While Ireland is dragged kicking and screaming into Room 101 of the European Financial Stability Facility, another euro zone miscreant is being financially waterboarded in a different cell at EFSF headquarters. Greece is suffering a delay in the payment of a €9-billion instalment on its bailout loan after Austria refused to release its portion of the funds. The tiny Alpine state is grumbling about paying its part of the next tranche because Greece isn't meeting the deficit-reduction conditions of the deal.



You will recall that a rescue package for Greece was agreed by the euro zone partners in the spring, a €110-billion facility that would be doled out over three years, subject to Greece agreeing to reduce its public sector deficit with a gruelling program of spending cuts and revenue increases. Unfortunately, as reported here earlier, Greece is struggling to meet the targets and on Monday the Greek government revised its reckoning of last year's budget deficit from 13.6 per cent to 15.4 per cent. A sniffy Josef Proell, the Austrian finance minister said the numbers from Greece gave him "no reason to approve the December trance".

The Greek finance ministry said on Wednesday that a delay in the payment of the €9-billion from December to January would not give them any cash flow problems but it does concentrate minds. Recipient EU member states had become used to treating the union as a huge cash cow at which junior calves could suckle at will, but the political mood has changed markedly. Henceforth, the pennies will be counted, the "i"s and "t"s in loan agreements will be dotted and crossed. It is too early to say it with certainty but there is in this wind of change across Europe a whisper of the notion that there is no longer an EU free lunch.

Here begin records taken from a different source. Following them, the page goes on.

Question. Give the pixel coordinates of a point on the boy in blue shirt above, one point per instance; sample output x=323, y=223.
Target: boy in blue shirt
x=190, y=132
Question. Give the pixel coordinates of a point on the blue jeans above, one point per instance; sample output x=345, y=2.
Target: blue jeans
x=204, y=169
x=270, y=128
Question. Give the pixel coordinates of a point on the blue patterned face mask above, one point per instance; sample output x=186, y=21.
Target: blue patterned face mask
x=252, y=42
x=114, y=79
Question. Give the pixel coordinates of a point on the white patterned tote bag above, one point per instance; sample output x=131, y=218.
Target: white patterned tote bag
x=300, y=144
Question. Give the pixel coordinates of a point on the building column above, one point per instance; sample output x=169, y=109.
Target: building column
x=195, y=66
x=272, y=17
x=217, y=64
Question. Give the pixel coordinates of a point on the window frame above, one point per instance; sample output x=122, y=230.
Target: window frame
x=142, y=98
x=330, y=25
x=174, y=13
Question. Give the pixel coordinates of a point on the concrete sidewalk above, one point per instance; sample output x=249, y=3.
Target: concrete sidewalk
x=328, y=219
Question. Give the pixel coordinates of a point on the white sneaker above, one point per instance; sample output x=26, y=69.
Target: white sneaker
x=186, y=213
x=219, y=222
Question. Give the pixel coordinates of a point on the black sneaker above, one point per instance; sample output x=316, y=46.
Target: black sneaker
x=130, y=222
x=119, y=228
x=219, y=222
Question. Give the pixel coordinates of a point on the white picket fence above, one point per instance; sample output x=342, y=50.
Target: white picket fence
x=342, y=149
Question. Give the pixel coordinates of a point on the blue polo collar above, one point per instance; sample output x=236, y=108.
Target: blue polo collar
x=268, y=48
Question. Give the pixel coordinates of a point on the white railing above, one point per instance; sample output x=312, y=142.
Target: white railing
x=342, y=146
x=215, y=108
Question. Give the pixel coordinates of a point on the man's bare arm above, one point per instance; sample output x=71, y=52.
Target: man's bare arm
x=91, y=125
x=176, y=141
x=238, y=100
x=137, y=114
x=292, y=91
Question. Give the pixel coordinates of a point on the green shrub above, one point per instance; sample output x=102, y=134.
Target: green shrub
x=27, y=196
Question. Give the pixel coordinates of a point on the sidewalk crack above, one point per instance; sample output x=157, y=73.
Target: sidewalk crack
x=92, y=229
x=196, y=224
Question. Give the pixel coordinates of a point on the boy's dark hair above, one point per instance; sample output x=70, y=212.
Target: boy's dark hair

If such ideas are catching on, it has nothing to do with Britain -- the sneering EU partner sitting perennially on the fence -- but because of Germany's new emboldened stance. In particular, it is the now strident Angela Merkel, who on Wednesday bought space in Germany's leading newspapers to celebrate Germany's rapid economic recovery and thank voters for making it happen. It's a political propaganda, published a day after a convention of her party, the Christian Democrats where she consolidated her power and gained in domestic opinion polls. But make no mistake, Ms. Merkel is on a roll and it means that one important item on her agenda, the reform of the economic governance of the EU has a good chance of succeeding. She has the domestic backing and the economic clout to make it happen. The straitjackets in which Germany is binding the prodigal peripheral states is a show of strength and she is gaining support in her demands that bondholders take some of the pain in EU debt restructurings.

This threat will have repercussions that go much further than the rag, tag and bobtail on the EU periphery. The yield on French debt is climbing, nowhere near the levels of the crisis-ridden EU states, but France has its skeletons in the closet, notably the pension costs hidden in nationalised industries. When the periphery states are tied down, the bond market may turn its attention to bigger targets.